Girl, what is so awesome about this guy that his blatant disrespect of your person and your property make him worth getting back together with?
Don't you feel you deserve someone who loves you and who will afford you the same respect he might afford his boss, his mama, or a person on the street?
If you get back together with him you're telling him several things:
a) You're more important than I am, full stop
b) It's okay if you abuse drugs, and it's perfectly fine if you end up stealing from me and selling my things, ignoring me, and possibly even pimping me out later (remember he's an abuser) to get some drugs. Drugs are more important than I am.
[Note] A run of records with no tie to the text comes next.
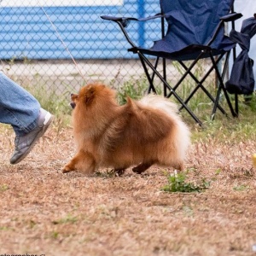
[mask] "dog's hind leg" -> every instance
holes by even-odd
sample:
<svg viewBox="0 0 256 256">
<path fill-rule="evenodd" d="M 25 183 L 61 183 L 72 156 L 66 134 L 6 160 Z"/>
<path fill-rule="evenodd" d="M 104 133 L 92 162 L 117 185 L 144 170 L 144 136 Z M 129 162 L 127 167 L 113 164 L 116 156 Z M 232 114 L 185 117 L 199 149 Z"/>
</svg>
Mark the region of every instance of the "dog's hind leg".
<svg viewBox="0 0 256 256">
<path fill-rule="evenodd" d="M 132 168 L 132 172 L 141 174 L 148 169 L 153 164 L 152 163 L 142 163 L 139 164 L 137 166 Z"/>
<path fill-rule="evenodd" d="M 76 155 L 62 169 L 62 172 L 82 171 L 86 174 L 92 174 L 96 170 L 96 161 L 92 154 L 84 150 L 79 151 Z"/>
<path fill-rule="evenodd" d="M 118 176 L 121 176 L 125 173 L 125 168 L 113 169 L 113 171 Z"/>
</svg>

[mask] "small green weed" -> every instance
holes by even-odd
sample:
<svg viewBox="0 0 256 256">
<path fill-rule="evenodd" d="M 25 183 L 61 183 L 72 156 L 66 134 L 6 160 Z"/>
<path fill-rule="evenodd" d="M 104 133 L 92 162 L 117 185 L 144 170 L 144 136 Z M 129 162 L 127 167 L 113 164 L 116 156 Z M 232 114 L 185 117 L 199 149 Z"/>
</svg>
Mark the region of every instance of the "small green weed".
<svg viewBox="0 0 256 256">
<path fill-rule="evenodd" d="M 235 191 L 244 191 L 244 190 L 247 190 L 250 187 L 247 186 L 247 185 L 236 185 L 235 187 L 233 187 L 233 190 Z"/>
<path fill-rule="evenodd" d="M 186 182 L 187 176 L 184 172 L 168 174 L 166 177 L 168 184 L 161 189 L 165 192 L 202 192 L 210 186 L 210 183 L 205 179 L 202 179 L 199 184 Z"/>
<path fill-rule="evenodd" d="M 71 214 L 67 214 L 67 217 L 64 217 L 62 218 L 60 218 L 58 220 L 54 220 L 52 223 L 54 224 L 67 224 L 67 223 L 71 223 L 74 224 L 78 221 L 77 217 L 72 216 Z"/>
</svg>

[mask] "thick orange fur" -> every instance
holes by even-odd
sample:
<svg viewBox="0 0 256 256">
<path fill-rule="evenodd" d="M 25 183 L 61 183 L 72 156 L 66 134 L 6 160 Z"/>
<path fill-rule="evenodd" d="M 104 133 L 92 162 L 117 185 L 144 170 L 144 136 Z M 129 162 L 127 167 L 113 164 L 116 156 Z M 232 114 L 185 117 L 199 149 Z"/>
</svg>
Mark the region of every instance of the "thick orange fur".
<svg viewBox="0 0 256 256">
<path fill-rule="evenodd" d="M 189 131 L 177 114 L 176 105 L 148 96 L 137 102 L 128 97 L 119 106 L 115 95 L 99 83 L 72 95 L 77 154 L 63 172 L 92 174 L 112 167 L 122 173 L 134 166 L 133 172 L 142 173 L 152 165 L 183 169 Z"/>
</svg>

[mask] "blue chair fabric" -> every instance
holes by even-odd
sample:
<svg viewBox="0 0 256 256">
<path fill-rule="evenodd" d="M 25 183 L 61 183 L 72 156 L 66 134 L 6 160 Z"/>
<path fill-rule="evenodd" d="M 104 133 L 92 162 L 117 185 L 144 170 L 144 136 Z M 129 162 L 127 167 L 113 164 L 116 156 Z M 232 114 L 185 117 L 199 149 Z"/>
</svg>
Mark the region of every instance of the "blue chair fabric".
<svg viewBox="0 0 256 256">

c) I can totally afford to buy stuff for you to break. But if you break them, how will you sell them for drugs?
d) I'm a punching bag, a doormat, and pretty much a piece of property, just like one of my things you break. It's fine. I don't deserve to be treated like someone, just treat me like something.
If you think I'm being outrageous, write down everything you said and compare it with everything I just said. Draw lines from one of your statements to one of mine. I may be right. Respect yourself. It's better to be alone than with a man who will treat you worse than he would treat his dealer. And you know he treats his dealer right.
NO!!!!!!! IT NEVER GETS BETTER ONLY WORSE. BEEN THERE DONE THAT!!!!!
NO!
He's still an addict? Get rid of him. The guy you love is gone. Until he goes through rehab, completes and spends at least six months drug-free, don't go anywhere near him.
You can't change him. Only he can decide to go to rehab and change himself. And then only he can make the changes, and make them permanent.
You should go and enjoy your life, don't wait around for an addiction, which is all he is until he kicks it.